One of the key diseases of the Malaysian society is the over-reliance on foreign workers. If one walk around anywhere in this country, one will notice the presence of foreign workers almost everywhere - from petrol stations, restaurants, supermarket and hotels to production plants and farms. So many of them such that if you were happen to lost your way and stop at any guy nearby to ask for direction to a place - you will probably won't get any help at all. At times, one just feels that this is not Malaysia but Banglasia.

The standard reason is off course that it is much cheaper to hire these foreign workers than local workers - and this is for two reasons, one is that their wages are lower and second, their productivity - in terms of willingness to work extra hours and ability to do a lot more - is also higher. And, the opposites can be said about the locals. Well, no one would dispute that, but if one simply accepts that as a valid reason, then there will always be a substantial number of locals to continue to be out of jobs.

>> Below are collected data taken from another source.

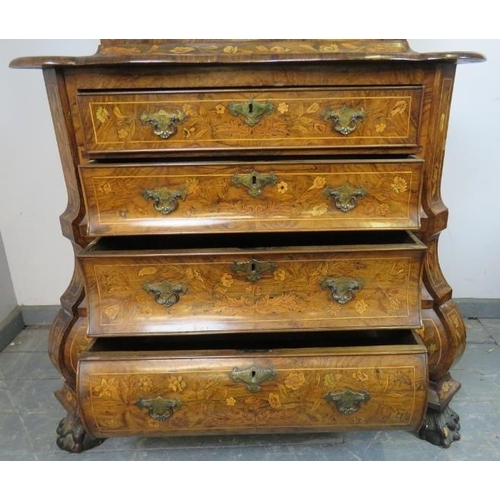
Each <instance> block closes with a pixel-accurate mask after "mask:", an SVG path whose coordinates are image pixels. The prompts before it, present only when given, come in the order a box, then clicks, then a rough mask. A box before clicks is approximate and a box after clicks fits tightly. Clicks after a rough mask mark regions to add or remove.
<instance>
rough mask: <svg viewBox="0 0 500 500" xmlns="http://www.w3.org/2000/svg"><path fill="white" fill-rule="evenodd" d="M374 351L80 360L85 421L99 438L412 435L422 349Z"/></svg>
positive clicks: (418, 423) (80, 383)
mask: <svg viewBox="0 0 500 500" xmlns="http://www.w3.org/2000/svg"><path fill="white" fill-rule="evenodd" d="M371 349H372V348H364V349H361V348H358V350H357V352H356V351H353V350H350V349H349V348H344V349H331V348H330V349H324V350H322V351H319V350H310V351H309V350H301V349H296V350H294V351H293V352H290V351H287V352H280V351H278V352H276V353H273V354H263V355H248V354H247V355H240V356H238V355H236V354H235V355H233V356H217V355H209V354H203V353H199V352H198V353H192V354H186V353H184V354H182V355H180V356H181V357H176V356H171V355H169V354H168V353H141V352H138V353H136V354H134V355H132V354H127V353H125V354H123V355H120V354H119V353H113V354H109V353H108V354H104V355H103V356H102V357H95V356H94V357H93V358H92V357H91V358H90V359H86V358H85V357H83V359H81V360H80V362H79V369H78V388H77V390H78V394H79V398H80V399H79V401H80V404H81V414H82V418H83V421H84V424H85V427H86V428H87V429H88V430H89V431H90V433H91V434H92V435H93V436H95V437H108V436H109V437H111V436H120V435H121V436H126V435H157V436H161V435H187V434H194V433H196V434H204V433H205V434H210V433H212V434H220V433H255V432H259V433H264V432H278V431H279V432H287V431H289V432H294V431H295V432H296V431H300V430H304V431H305V430H315V431H332V430H349V429H351V428H354V427H355V428H358V429H359V428H365V429H369V428H402V429H412V430H413V429H418V428H419V426H420V424H421V421H422V418H423V413H424V411H425V407H426V397H427V366H426V354H425V352H422V350H420V351H421V352H415V346H409V347H408V352H404V351H405V348H404V347H403V346H399V348H397V349H396V350H395V351H394V354H387V352H386V353H385V354H384V353H380V352H378V353H377V352H372V350H371ZM374 350H375V351H376V349H374Z"/></svg>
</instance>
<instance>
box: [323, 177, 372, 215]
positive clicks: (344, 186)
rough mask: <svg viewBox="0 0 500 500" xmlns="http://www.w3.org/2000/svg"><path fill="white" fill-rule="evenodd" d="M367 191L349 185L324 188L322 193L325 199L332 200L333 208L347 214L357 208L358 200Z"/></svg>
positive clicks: (364, 189) (358, 199)
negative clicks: (355, 208) (343, 212)
mask: <svg viewBox="0 0 500 500" xmlns="http://www.w3.org/2000/svg"><path fill="white" fill-rule="evenodd" d="M367 194H368V191H367V190H366V189H365V188H364V187H354V186H351V185H350V184H344V185H343V186H340V187H336V188H331V187H326V188H325V190H324V191H323V195H324V196H325V198H332V199H333V201H334V204H335V207H336V208H338V209H339V210H340V211H341V212H344V213H347V212H350V211H351V210H353V209H354V208H356V207H357V206H358V200H362V199H363V198H364V197H365V196H366V195H367Z"/></svg>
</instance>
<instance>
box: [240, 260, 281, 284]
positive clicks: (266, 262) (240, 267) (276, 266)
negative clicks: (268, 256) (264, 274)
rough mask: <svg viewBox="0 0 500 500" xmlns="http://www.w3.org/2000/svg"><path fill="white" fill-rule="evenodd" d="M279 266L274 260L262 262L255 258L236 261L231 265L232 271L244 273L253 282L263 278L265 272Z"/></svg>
mask: <svg viewBox="0 0 500 500" xmlns="http://www.w3.org/2000/svg"><path fill="white" fill-rule="evenodd" d="M277 268H278V266H277V265H276V263H274V262H271V261H268V262H262V261H259V260H255V259H252V260H250V261H243V262H238V261H236V262H233V264H232V266H231V270H232V271H234V272H235V273H236V274H244V275H245V276H246V279H247V280H248V281H250V282H251V283H255V282H256V281H259V280H261V279H262V278H263V276H262V275H263V274H264V273H269V272H274V271H276V269H277Z"/></svg>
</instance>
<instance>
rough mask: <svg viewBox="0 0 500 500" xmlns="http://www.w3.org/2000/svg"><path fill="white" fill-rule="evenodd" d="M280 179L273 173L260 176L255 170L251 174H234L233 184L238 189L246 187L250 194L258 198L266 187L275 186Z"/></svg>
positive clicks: (258, 173)
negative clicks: (260, 194)
mask: <svg viewBox="0 0 500 500" xmlns="http://www.w3.org/2000/svg"><path fill="white" fill-rule="evenodd" d="M277 182H278V178H277V177H276V176H275V175H274V174H273V173H272V172H271V173H269V174H259V172H255V170H254V171H253V172H252V173H250V174H234V175H233V184H234V185H235V186H236V187H241V186H245V187H246V188H248V194H250V195H251V196H253V197H254V198H256V197H257V196H259V195H260V194H262V189H263V188H264V187H265V186H274V185H275V184H276V183H277Z"/></svg>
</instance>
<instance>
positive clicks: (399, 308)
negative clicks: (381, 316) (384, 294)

Some would simply argue that the influx of foreign workers is the main reason and hence, has argue for tighter policy on it. Others, on the other hand, would argue that locals are simply refusing to take those jobs currently occupied by the foreigners. However, isn't it natural for businesses who always seek to maximize their profit or, alternatively, minimize their cost would surely prefer to employ foreign workers if there is such opportunity? The availability of an abundant supply of foreign workers in itself discourage businesses to adopt new production process that rely more on higher skill workers and less on low skill offered by foreign workers.

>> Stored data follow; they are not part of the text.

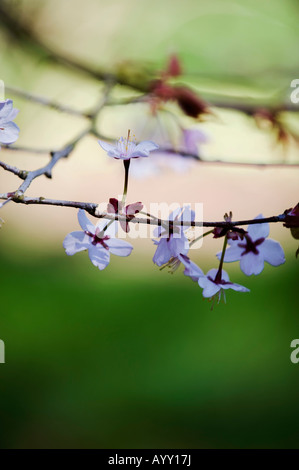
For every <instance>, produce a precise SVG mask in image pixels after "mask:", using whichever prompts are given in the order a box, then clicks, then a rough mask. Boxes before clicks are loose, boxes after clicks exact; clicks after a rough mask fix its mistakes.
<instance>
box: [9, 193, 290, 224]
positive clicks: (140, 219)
mask: <svg viewBox="0 0 299 470" xmlns="http://www.w3.org/2000/svg"><path fill="white" fill-rule="evenodd" d="M0 199H4V200H7V199H10V200H12V201H13V202H16V203H20V204H27V205H29V204H42V205H48V206H62V207H72V208H76V209H84V210H85V211H86V212H88V213H89V214H91V215H93V216H94V217H97V218H99V219H103V218H105V219H108V220H116V221H123V222H126V221H127V222H130V223H135V224H147V225H157V226H169V225H172V226H173V227H176V226H188V227H190V226H191V227H222V228H227V229H232V228H234V227H237V226H242V225H257V224H263V223H277V222H284V221H285V217H286V216H285V214H280V215H275V216H271V217H264V218H261V219H248V220H239V221H235V222H232V221H231V222H226V221H225V222H222V221H221V222H206V221H181V222H180V221H175V222H171V221H169V220H163V219H159V218H157V217H155V216H151V215H150V214H148V215H150V217H151V218H140V217H135V218H133V219H132V216H129V217H126V216H123V215H120V214H110V213H107V212H99V211H98V210H97V208H98V204H96V203H92V202H76V201H63V200H57V199H47V198H44V197H25V196H23V195H20V194H16V193H15V194H0Z"/></svg>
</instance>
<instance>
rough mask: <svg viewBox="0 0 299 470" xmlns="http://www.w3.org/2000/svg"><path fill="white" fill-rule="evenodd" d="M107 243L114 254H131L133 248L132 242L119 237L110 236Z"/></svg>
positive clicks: (124, 254) (110, 252)
mask: <svg viewBox="0 0 299 470" xmlns="http://www.w3.org/2000/svg"><path fill="white" fill-rule="evenodd" d="M105 243H106V245H107V246H108V247H109V251H110V253H112V254H113V255H117V256H129V255H130V254H131V253H132V250H133V246H132V245H131V244H130V243H128V242H126V241H125V240H121V239H119V238H110V240H107V241H105Z"/></svg>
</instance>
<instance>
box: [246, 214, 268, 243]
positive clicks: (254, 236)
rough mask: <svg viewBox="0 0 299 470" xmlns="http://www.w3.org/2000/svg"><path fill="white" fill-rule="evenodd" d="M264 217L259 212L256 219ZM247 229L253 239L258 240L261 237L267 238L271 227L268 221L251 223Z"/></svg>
mask: <svg viewBox="0 0 299 470" xmlns="http://www.w3.org/2000/svg"><path fill="white" fill-rule="evenodd" d="M262 218H263V214H259V215H258V216H257V217H255V220H257V219H262ZM247 231H248V234H249V236H250V237H251V238H252V240H253V241H256V240H258V239H259V238H267V237H268V236H269V231H270V227H269V224H268V223H265V224H255V225H249V226H248V228H247Z"/></svg>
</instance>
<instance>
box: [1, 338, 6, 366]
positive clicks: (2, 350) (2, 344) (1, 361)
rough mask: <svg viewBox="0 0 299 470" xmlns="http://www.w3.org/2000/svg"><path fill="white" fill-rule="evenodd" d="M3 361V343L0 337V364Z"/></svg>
mask: <svg viewBox="0 0 299 470" xmlns="http://www.w3.org/2000/svg"><path fill="white" fill-rule="evenodd" d="M4 363H5V344H4V341H2V339H0V364H4Z"/></svg>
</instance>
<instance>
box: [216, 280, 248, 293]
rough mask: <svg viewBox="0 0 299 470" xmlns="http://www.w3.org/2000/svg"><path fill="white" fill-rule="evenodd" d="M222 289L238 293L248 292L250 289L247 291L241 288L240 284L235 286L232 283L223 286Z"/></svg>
mask: <svg viewBox="0 0 299 470" xmlns="http://www.w3.org/2000/svg"><path fill="white" fill-rule="evenodd" d="M222 289H233V290H236V291H238V292H250V289H247V287H244V286H241V284H235V283H234V282H231V283H229V284H223V285H222Z"/></svg>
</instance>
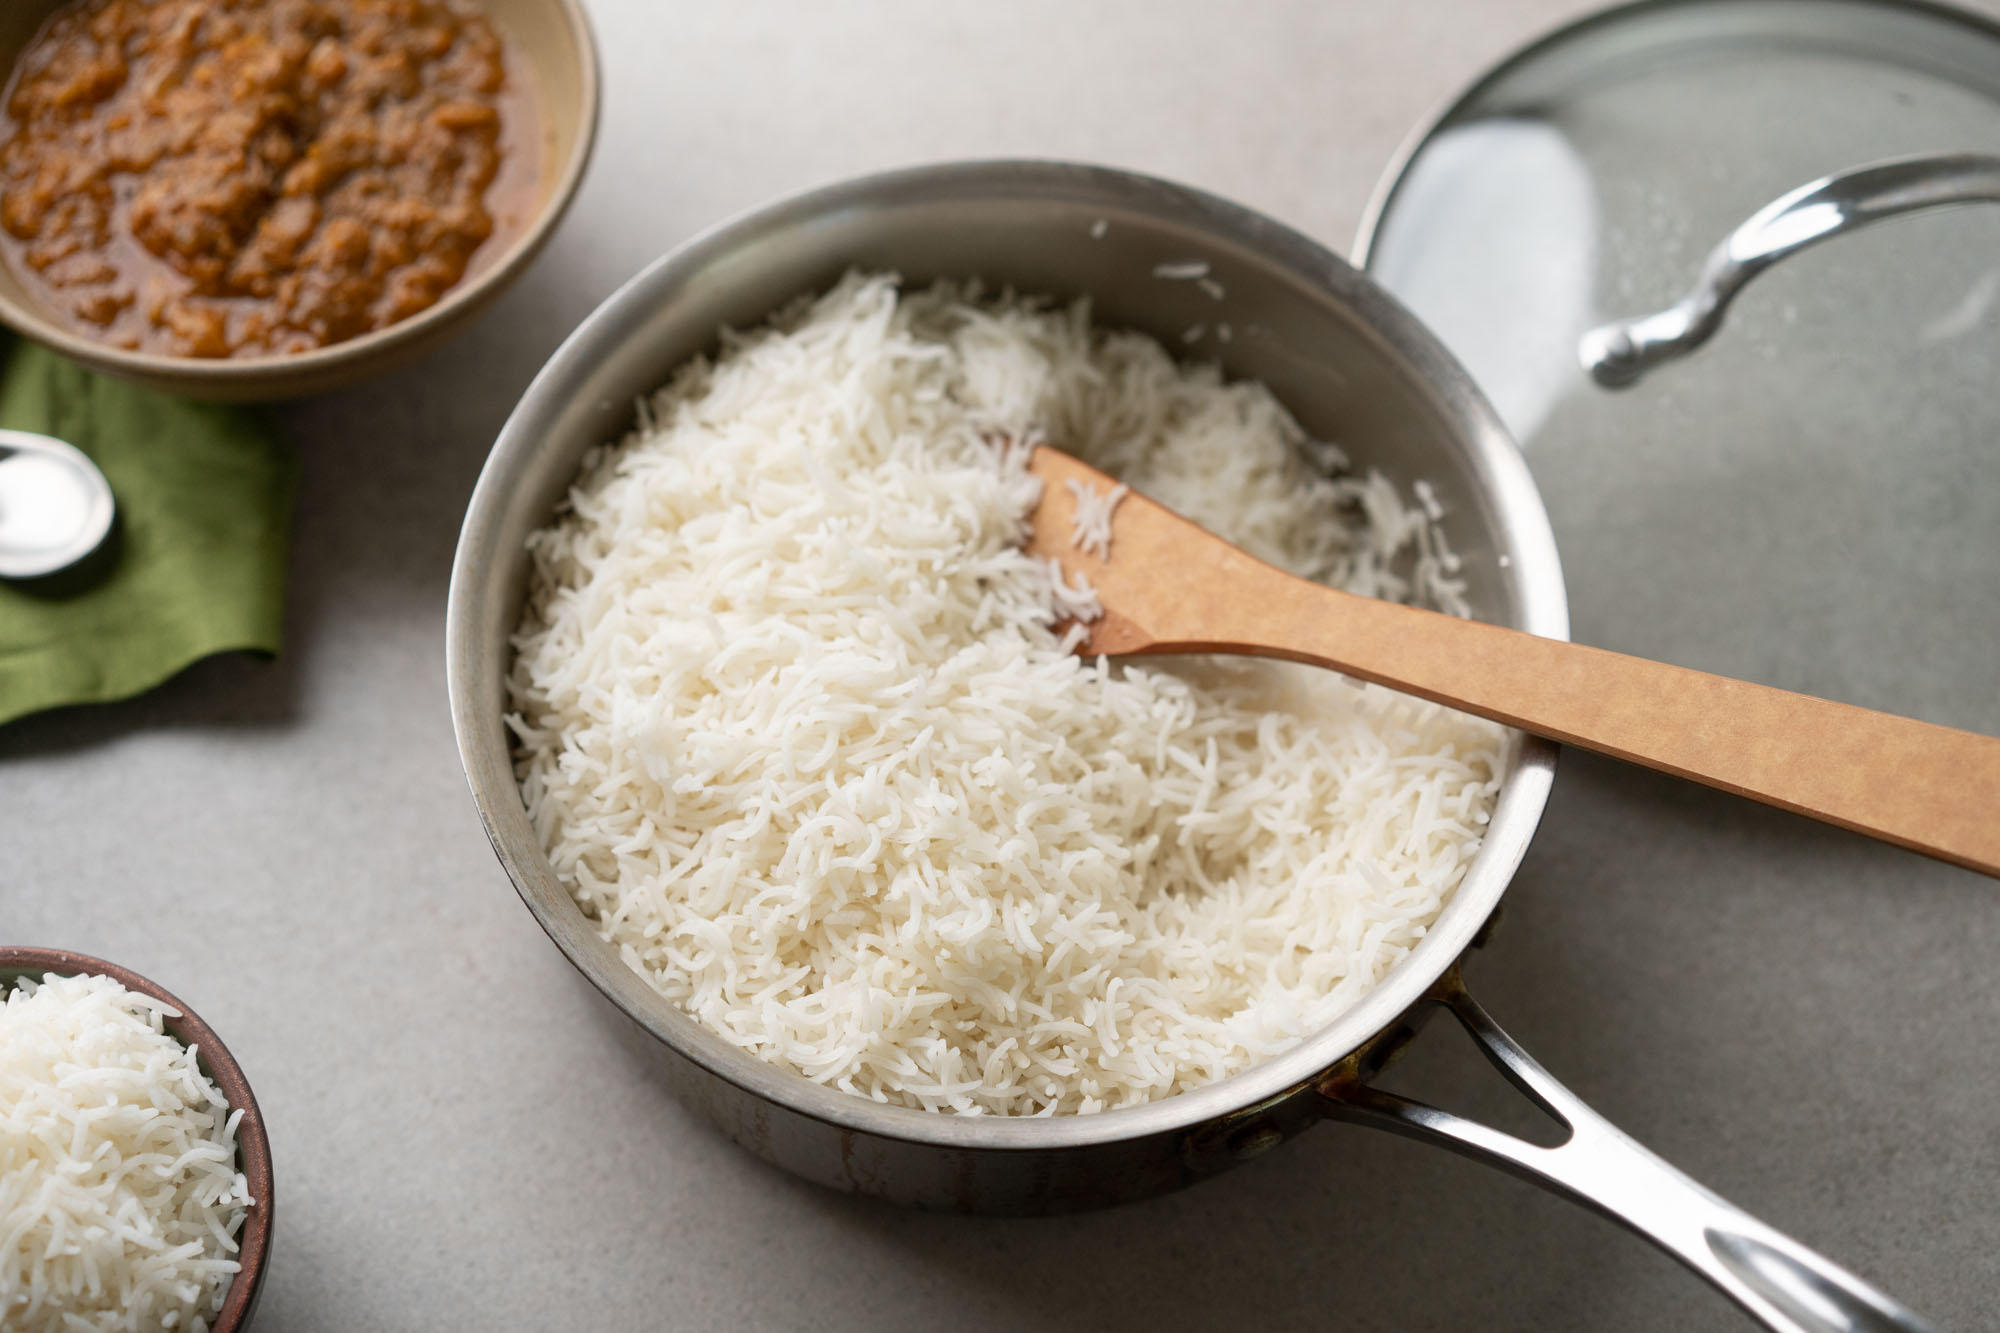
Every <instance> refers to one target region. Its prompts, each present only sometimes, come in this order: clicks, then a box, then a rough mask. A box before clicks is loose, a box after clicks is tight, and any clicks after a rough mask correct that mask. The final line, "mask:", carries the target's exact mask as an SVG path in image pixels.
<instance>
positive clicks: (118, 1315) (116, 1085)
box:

Perhaps, the solution is to create a conducive environment for new job creations for the locals are therefore important - jobs that commensurate with right wages and skills for Malaysian. Spending money on constructing new tall buildings and highways seems to create new economic activities. Unfortunately, however, it seems to benefit foreign workers rather than opening up new job opportunities to the locals. Foreign workers also tend to send back most of their money back home and only spend for necessities and hence, while there is an indirect effect to the locals, it is likely to be very minimal.

Perhaps, the society should seriously start reducing the number of foreign workers available to the society itself. Off course, there will be a crying by certain segment of the society that this will kill their business and add to higher cost of employing local workers. But, for the sake of the society to progress to higher level, the society ought to be willing to destroy these industries that compete on low and cheap labour. Putting the businesses into a new environment of non-availability of cheap foreign workers might push them to adopt new production process that is able to offer higher wages and be attractive enough for locals, and over time will like to lead to emergence of new business activities and hence creation of new types of jobs.

For those industries that cannot and do not have desire to change to new business process, they by all means should perhaps leave this country and move to other neighbouring cheap labour countries. There will off course be a period of temporary suffering of lower income for the society as a whole. But, if we were to progress, we ought to be willing to take this path.